En Arizona, des responsables de la cybersécurité ont rencontré les autorités étatiques, locales et tribales afin d'évaluer les vulnérabilités potentielles et de partager des informations. Une source proche du dossier a déclaré au Washington Post qu'une « ruée folle » était en cours aux États-Unis pour résoudre le problème.
Ces failles de sécurité ont été commises après que Microsoft a corrigé une faille de sécurité ce mois-ci. Selon l'Agence de cybersécurité et de sécurité des infrastructures (CISA) du Département de la Sécurité intérieure, les pirates informatiques ont réalisé qu'ils pouvaient exploiter une vulnérabilité similaire.
La porte-parole de la CISA, Marci McCarthy, a déclaré que l'agence avait été alertée du problème vendredi par une société de recherche en cybersécurité et avait immédiatement contacté Microsoft.
Microsoft a été critiqué par le passé pour avoir publié des correctifs très étroitement conçus et laissé des voies similaires ouvertes aux attaques.
Comptant parmi les plus importants fournisseurs de technologies pour les gouvernements, le géant de la technologie a été confronté à d'autres problèmes majeurs ces deux dernières années, notamment des violations de ses propres réseaux d'entreprise et des e-mails de ses dirigeants.

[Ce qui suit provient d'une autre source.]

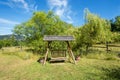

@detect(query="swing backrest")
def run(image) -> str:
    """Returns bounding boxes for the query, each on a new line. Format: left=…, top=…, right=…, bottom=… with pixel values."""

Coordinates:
left=51, top=50, right=66, bottom=58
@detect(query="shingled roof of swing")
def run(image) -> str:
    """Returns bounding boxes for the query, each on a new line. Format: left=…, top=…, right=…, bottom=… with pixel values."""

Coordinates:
left=43, top=35, right=74, bottom=41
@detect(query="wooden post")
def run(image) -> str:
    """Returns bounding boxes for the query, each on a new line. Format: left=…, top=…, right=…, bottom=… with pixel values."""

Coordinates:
left=106, top=42, right=109, bottom=53
left=43, top=41, right=51, bottom=65
left=67, top=47, right=72, bottom=62
left=66, top=41, right=76, bottom=64
left=43, top=48, right=49, bottom=65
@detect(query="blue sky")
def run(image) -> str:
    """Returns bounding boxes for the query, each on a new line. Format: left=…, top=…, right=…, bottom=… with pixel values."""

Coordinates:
left=0, top=0, right=120, bottom=35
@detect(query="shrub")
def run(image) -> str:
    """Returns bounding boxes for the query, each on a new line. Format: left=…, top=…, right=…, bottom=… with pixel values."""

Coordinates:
left=0, top=40, right=3, bottom=49
left=0, top=44, right=2, bottom=49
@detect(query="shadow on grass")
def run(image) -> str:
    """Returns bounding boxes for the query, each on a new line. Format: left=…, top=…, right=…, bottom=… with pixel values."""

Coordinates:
left=102, top=67, right=120, bottom=80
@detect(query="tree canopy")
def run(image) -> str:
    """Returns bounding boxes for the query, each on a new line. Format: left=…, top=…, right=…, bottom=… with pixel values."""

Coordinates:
left=12, top=10, right=120, bottom=53
left=111, top=16, right=120, bottom=32
left=74, top=9, right=112, bottom=51
left=13, top=11, right=72, bottom=51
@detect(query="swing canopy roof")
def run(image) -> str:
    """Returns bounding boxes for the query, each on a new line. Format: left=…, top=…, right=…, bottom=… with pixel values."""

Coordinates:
left=43, top=35, right=74, bottom=41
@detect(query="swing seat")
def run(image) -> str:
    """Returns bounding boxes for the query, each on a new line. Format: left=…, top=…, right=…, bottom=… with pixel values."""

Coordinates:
left=50, top=57, right=67, bottom=62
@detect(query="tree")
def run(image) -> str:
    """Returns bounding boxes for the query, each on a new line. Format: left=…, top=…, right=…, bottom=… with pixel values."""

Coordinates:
left=110, top=16, right=120, bottom=43
left=78, top=9, right=112, bottom=52
left=110, top=16, right=120, bottom=32
left=13, top=11, right=70, bottom=52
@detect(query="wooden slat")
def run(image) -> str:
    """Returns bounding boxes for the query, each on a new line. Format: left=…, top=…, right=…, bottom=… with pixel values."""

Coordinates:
left=50, top=57, right=66, bottom=62
left=43, top=35, right=74, bottom=41
left=51, top=50, right=66, bottom=58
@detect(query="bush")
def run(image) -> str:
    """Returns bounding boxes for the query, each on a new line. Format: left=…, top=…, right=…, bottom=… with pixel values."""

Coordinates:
left=0, top=41, right=3, bottom=49
left=0, top=44, right=2, bottom=49
left=112, top=32, right=120, bottom=42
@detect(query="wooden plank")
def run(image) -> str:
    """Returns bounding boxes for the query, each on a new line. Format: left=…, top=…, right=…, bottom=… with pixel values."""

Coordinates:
left=51, top=50, right=66, bottom=58
left=70, top=49, right=76, bottom=64
left=43, top=35, right=74, bottom=41
left=50, top=57, right=66, bottom=62
left=43, top=48, right=49, bottom=65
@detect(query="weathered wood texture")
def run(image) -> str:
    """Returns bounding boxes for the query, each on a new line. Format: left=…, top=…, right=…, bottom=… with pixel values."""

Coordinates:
left=66, top=41, right=76, bottom=64
left=43, top=48, right=49, bottom=65
left=43, top=35, right=74, bottom=41
left=51, top=50, right=66, bottom=58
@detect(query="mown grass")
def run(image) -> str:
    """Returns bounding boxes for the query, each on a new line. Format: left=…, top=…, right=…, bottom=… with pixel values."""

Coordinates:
left=0, top=45, right=120, bottom=80
left=0, top=53, right=120, bottom=80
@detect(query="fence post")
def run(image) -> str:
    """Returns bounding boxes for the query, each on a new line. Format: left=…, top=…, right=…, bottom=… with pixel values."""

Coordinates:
left=106, top=42, right=109, bottom=53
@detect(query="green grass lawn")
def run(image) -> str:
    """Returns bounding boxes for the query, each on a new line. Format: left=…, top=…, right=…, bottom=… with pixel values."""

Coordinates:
left=0, top=53, right=120, bottom=80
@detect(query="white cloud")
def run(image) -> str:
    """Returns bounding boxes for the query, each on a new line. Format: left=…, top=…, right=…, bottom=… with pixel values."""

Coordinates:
left=47, top=0, right=73, bottom=24
left=12, top=0, right=38, bottom=12
left=0, top=18, right=20, bottom=35
left=0, top=1, right=13, bottom=8
left=55, top=9, right=64, bottom=17
left=12, top=0, right=29, bottom=12
left=66, top=16, right=73, bottom=23
left=0, top=0, right=37, bottom=13
left=48, top=0, right=67, bottom=9
left=0, top=18, right=19, bottom=25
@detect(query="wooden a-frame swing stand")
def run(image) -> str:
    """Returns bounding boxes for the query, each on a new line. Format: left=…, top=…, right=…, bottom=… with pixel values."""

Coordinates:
left=43, top=35, right=76, bottom=65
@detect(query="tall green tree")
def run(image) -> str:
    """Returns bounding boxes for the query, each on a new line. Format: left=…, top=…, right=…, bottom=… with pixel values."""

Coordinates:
left=78, top=9, right=112, bottom=52
left=13, top=11, right=70, bottom=52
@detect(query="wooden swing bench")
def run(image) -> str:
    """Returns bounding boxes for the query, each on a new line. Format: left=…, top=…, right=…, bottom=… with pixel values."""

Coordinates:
left=43, top=35, right=76, bottom=64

Une faille de programmation dans ses services cloud a également permis à des pirates informatiques soutenus par la Chine de voler les e-mails d'employés fédéraux.
Vendredi, Microsoft a annoncé qu'il cesserait d'utiliser des ingénieurs basés en Chine pour soutenir les programmes de cloud computing du ministère de la Défense après qu'un rapport du média d'investigation ProPublica a révélé cette pratique, incitant le secrétaire à la Défense Pete Hegseth à ordonner une révision des accords de cloud computing du Pentagone.
Le Centre pour la sécurité sur Internet, une organisation à but non lucratif qui gère un groupe de partage d'informations pour les gouvernements des États et les collectivités locales aux États-Unis, a signalé une centaine d'organisations vulnérables et potentiellement compromises, a déclaré Randy Rose, vice-président de l'organisation. Parmi les personnes alertées figuraient des écoles publiques et des universités.
Le processus a duré six heures samedi soir, bien plus longtemps que d'habitude, car les équipes de renseignement sur les menaces et de réponse aux incidents ont été réduites de 65 pour cent alors que la CISA a réduit son financement, a déclaré Rose.
Bien que la CISA soit dirigée par un directeur par intérim, la nomination de Sean Plankey n'ayant pas été confirmée, le personnel de l'agence travaille sans relâche sur le dossier, a déclaré une porte-parole. « Personne ne s'est endormi au volant. »
Outre des entreprises aux États-Unis et en Allemagne et l'université brésilienne, une agence gouvernementale espagnole a également été ciblée, selon des chercheurs en cybersécurité interrogés par le Washington Post.
Le Centre national de cybersécurité du Royaume-Uni a déclaré dans un communiqué qu'il avait connaissance d'un « nombre limité » de cibles au Royaume-Uni.